The Revd Dr David Hewlett writes:
PROFESSOR John Martin Hull, who died on 28 July, aged 80, was a unique international contributor to the development of religious education in schools, and a man with extraordinary insights into the experience and spirituality of blindness.
For the past ten years, John had been Hon. Professor of Practical Theology at the Queen’s Foundation for Ecumenical Theological Education, Birmingham. He felt thoroughly at home in this ecumenical college, having his roots in Methodism, being an elder in the United Reformed Church, and worshipping at All Saints’, King’s Heath.
His teaching on mission, both in the classroom and in the field, was formative and transformative for students, helping them to be grasped by God’s mission as the beginning of faith and theology, and to recognise that discipleship is continued apprenticeship.
John wanted students trained to lead churches that would engage with the fundamental issues of our time of justice and peace; so, as an activist and promoter of social justice, he was the inspiration behind a formational programme in prophetic action, engaging students and staff in acts of witness, protest, and vigil. Through his passionate and unwavering commitment he inspired, stimulated, and provoked. Through his openness to the truth, he facilitated the deepest critical reflection on practice.

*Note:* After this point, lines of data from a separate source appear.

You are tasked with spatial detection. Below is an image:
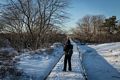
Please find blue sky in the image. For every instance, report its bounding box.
[0,0,120,29]
[66,0,120,29]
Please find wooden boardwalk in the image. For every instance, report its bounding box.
[46,43,85,80]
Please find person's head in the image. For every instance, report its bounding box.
[67,38,71,44]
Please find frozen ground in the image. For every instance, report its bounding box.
[0,43,63,80]
[79,42,120,80]
[47,43,85,80]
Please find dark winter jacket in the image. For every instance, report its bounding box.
[64,40,73,54]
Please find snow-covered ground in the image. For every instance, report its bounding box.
[79,42,120,80]
[2,43,63,80]
[46,42,85,80]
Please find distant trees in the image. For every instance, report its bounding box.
[73,15,120,42]
[0,0,68,48]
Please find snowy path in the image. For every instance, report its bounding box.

His writings during this period are testimony to this, most notably Mission-Shaped Church: A theological response (SCM, 2006) and Towards the Prophetic Church (SCM, 2014).
Born in Corryong, Australia — he always retained a residual accent — John became a teacher of RE. He was the son of Evangelical Methodist parents, where his mother was the prime influence. His theological roots were, and remained, in the Bible.
In 1959, John came to the UK to study at Cambridge for three years. After a further period as a schoolteacher, his career in higher education began in 1966, at Westhill College of Education in Birmingham. From there, he proceeded to work at the University of Birmingham, eventually becoming Professor of Religious Studies, and Dean of the Faculty of Education and Continuing Studies.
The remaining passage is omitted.